03/12/2025 dedefensa.org  3min #297955

 Orban, l'homme des horizons

Un bouleversement continental silencieux

Elena Fritz

La discrétion des médias concernant la visite d'Orbán à Moscou contraste fortement avec l'importance géopolitique de cette rencontre. Outre les promesses pétrolières et gazières et la possibilité d'un sommet Poutine-Trump à Budapest, ce ne sont pas les seules raisons qui poussent un dirigeant européen à se rendre en Russie. Orbán a révélé certains des sujets abordés lors de son entretien :

1). Le modèle d'Orbán : L'Ukraine comme État résiduel limité

Dans son entretien, Orbán décrit une Ukraine qui, après la guerre, redeviendra un État tampon - territorialement réduit, doté d'une force militaire limitée dont le cadre est défini conjointement par la Russie et l'OTAN.

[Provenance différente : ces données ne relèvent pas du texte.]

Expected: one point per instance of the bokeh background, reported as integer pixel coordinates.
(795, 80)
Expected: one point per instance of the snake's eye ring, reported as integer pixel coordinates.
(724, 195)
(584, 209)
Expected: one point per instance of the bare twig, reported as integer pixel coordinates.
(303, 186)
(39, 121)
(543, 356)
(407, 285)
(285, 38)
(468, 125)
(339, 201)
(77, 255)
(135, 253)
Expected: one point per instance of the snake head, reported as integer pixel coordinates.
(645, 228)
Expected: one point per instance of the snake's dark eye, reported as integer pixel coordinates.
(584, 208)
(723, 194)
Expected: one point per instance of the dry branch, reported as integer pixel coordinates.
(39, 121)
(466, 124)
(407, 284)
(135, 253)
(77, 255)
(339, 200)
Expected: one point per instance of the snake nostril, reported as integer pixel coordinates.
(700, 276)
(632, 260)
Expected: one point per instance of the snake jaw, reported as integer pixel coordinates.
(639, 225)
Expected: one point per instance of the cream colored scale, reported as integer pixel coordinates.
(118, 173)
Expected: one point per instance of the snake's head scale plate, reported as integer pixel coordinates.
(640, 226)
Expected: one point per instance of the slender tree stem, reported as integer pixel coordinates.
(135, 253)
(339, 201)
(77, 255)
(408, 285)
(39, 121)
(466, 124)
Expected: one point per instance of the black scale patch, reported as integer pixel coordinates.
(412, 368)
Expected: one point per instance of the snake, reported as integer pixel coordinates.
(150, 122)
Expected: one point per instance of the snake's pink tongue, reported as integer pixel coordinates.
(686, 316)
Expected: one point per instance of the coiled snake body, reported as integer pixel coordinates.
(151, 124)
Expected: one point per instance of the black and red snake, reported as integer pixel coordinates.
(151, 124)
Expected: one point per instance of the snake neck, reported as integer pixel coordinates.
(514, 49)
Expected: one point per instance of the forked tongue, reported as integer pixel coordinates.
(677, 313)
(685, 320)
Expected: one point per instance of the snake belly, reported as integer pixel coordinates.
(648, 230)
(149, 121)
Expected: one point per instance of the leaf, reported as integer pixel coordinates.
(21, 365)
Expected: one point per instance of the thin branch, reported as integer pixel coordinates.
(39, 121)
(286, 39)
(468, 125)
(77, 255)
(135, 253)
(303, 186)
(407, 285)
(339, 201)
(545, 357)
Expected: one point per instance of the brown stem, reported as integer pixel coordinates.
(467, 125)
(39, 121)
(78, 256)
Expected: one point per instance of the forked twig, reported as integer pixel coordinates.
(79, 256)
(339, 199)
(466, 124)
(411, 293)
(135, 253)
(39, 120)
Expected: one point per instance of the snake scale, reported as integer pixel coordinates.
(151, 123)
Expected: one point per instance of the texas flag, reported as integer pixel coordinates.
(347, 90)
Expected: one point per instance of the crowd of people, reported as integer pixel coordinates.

Il ne s'agit pas d'un État souverain, mais plutôt d'une entité administrée de l'extérieur, prise en étau entre deux blocs de puissance. Orbán n'explique pas pourquoi un tel État aurait besoin de forces armées - une omission qui révèle sa vision : il décrit un protectorat, et non un pays autonome.

2). Le temps comme facteur de puissance - et il joue en faveur de la Russie

Orbán déclare ouvertement :

« Plus la guerre dure, plus l'Ukraine y perd.» Dès lors, une question se pose : pourquoi Moscou accepterait-elle des concessions maintenant ? Orbán apporte des précisions : il attend une réintégration économique à long terme de la Russie, mais selon les critères américains, notamment le gel des avoirs pour les fonds russo-américains. Pour Moscou, cette proposition est loin d'être attrayante actuellement.

Le message est clair : l'Occident cherche une issue qui ne lui fasse pas perdre la face.

La véritable bombe : l'Europe commence à se réorganiser

Orbán brise un tabou : « Chaque euro dépensé pour l'Ukraine sera entièrement supporté par les peuples européens.»

Avec le changement de pouvoir à Kiev et la diminution de la volonté de nombreux États membres de l'UE de continuer à financer le conflit, une nouvelle structure continentale se dessine :

• La Hongrie et la Slovaquie forment le noyau dur,

• L'Italie se rapproche,

• En Allemagne (AfD) et en France, les partis nationalistes gagnent du terrain,

• La Pologne demeure un potentiel dissident malgré son gouvernement pro-américain.

Ceci marque le début d'une réorganisation de la realpolitik en Europe, qui met Bruxelles à rude épreuve.

Parallèle historique : Orbán reprend les propositions russes de 2021.

La similitude substantielle avec les propositions de sécurité russes de fin 2021 (notamment le réalignement de l'architecture de sécurité européenne prenant en compte les intérêts russes) est frappante. Ce qui avait été rejeté à l'époque revient comme une possible « solution », non pas par la force de l'UE, mais par épuisement.

Conclusion

Le voyage d'Orbán à Moscou envoie un signal : l'Europe évolue - discrètement mais clairement - vers une nouvelle réalité stratégique.

Le cœur du conflit à venir n'est pas l'Ukraine, mais la réorganisation de l'Europe elle-même, qui se dessine dans l'ombre de cette guerre.